Emissões de títulos de mercados emergentes voltaram a ganhar ritmo em abril, com Brasil, Turquia e outras nações captando recursos em dólares e euros. O total já alcança US$ 46 bilhões até sexta-feira, segundo dados da Bloomberg. A melhora ocorre diante de sinais de recuperação nos mercados globais.
A retomada ocorre após pausa no mês anterior, quando a guerra elevou o apetite por ativos de menor risco. Em abril, governanças e empresas aproveitaram a percepção de menor incerteza para emitir títulos com rendimentos superiores aos de emissões existentes. A demanda cresceu com o mercado de ações aquecido.
Mercados emergentes passam a ser o destino preferido de emissores e investidores, impulsionados pela queda de custos de captação e pela esperança de acordo entre EUA e Irã. Analistas apontam que o prêmio de risco em dólares recuou, incentivando novas emissões.
Brasil e Turquia no radar de emissores
O Brasil realizou a maior emissão de sua história em euros, totalizando 5 bilhões, marcando a primeira operação dessa moeda há mais de uma década. Paralelamente, a Turquia captou US$ 2 bilhões, com demanda significativa acima do montante ofertado, gerando prêmio modesto para o país.
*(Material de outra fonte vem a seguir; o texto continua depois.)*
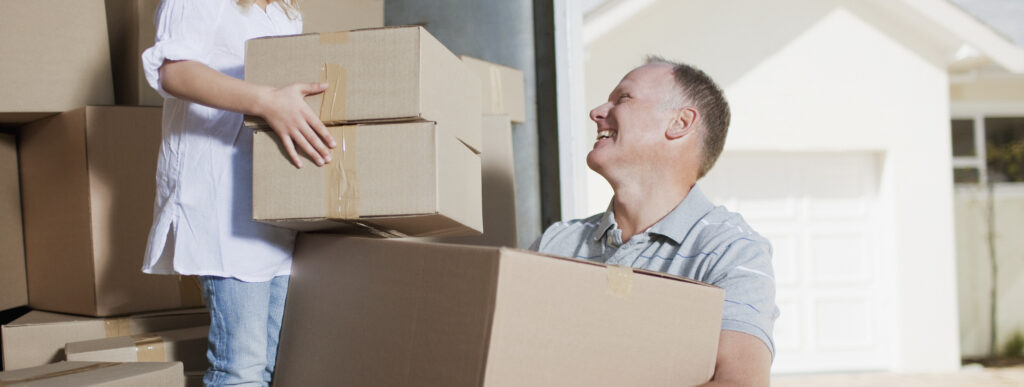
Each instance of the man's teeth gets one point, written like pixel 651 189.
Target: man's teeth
pixel 605 134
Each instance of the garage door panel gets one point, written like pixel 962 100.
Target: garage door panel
pixel 838 258
pixel 818 210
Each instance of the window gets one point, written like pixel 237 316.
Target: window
pixel 988 148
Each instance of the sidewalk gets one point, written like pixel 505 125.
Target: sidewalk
pixel 971 376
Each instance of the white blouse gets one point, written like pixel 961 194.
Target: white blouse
pixel 203 212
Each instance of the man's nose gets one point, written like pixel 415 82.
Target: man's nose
pixel 600 112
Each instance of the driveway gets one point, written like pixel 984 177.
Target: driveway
pixel 970 376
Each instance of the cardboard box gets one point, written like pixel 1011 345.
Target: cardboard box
pixel 39 337
pixel 87 191
pixel 85 374
pixel 504 88
pixel 332 15
pixel 389 75
pixel 403 179
pixel 499 187
pixel 53 57
pixel 13 290
pixel 358 309
pixel 131 30
pixel 186 345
Polônia e outros produtores de energia também participaram, com a Polônia captando US$ 6 bilhões e prêmio entre 12 e 15 pontos-base. Em África, a República Democrática do Congo deu entrada no mercado com US$ 1,25 bilhão, atraindo ordens quatro vezes o tamanho da oferta.
Fatores de apoio e perfis de emissor
Investidores aproveitam altos rendimentos relativos aos Treasuries, além do retorno esperado com pendências geopolíticas estabilizadas. Empresas de mercados emergentes, incluindo o Eldik Bank, do Quirguistão, estrearam no mercado de dólares neste mês, ampliando a diversidade de emissores.
Analistas destacam que muitos recursos vieram de caixas abundantes deixados pela liquidação de março, já que gestores alocaram em ativos de maior risco. Segundo economistas, esse movimento tende a continuar se a volatilidade geopolítica permanecer contida.
O total de emissões em 2024 já ultrapassa 20% o nível de igual período do ano anterior, com o volume acumulado no ano chegando a US$ 281 bilhões. Entre os fatores, a robustez de países exportadores de energia e o apetite por renda são citados por especialistas.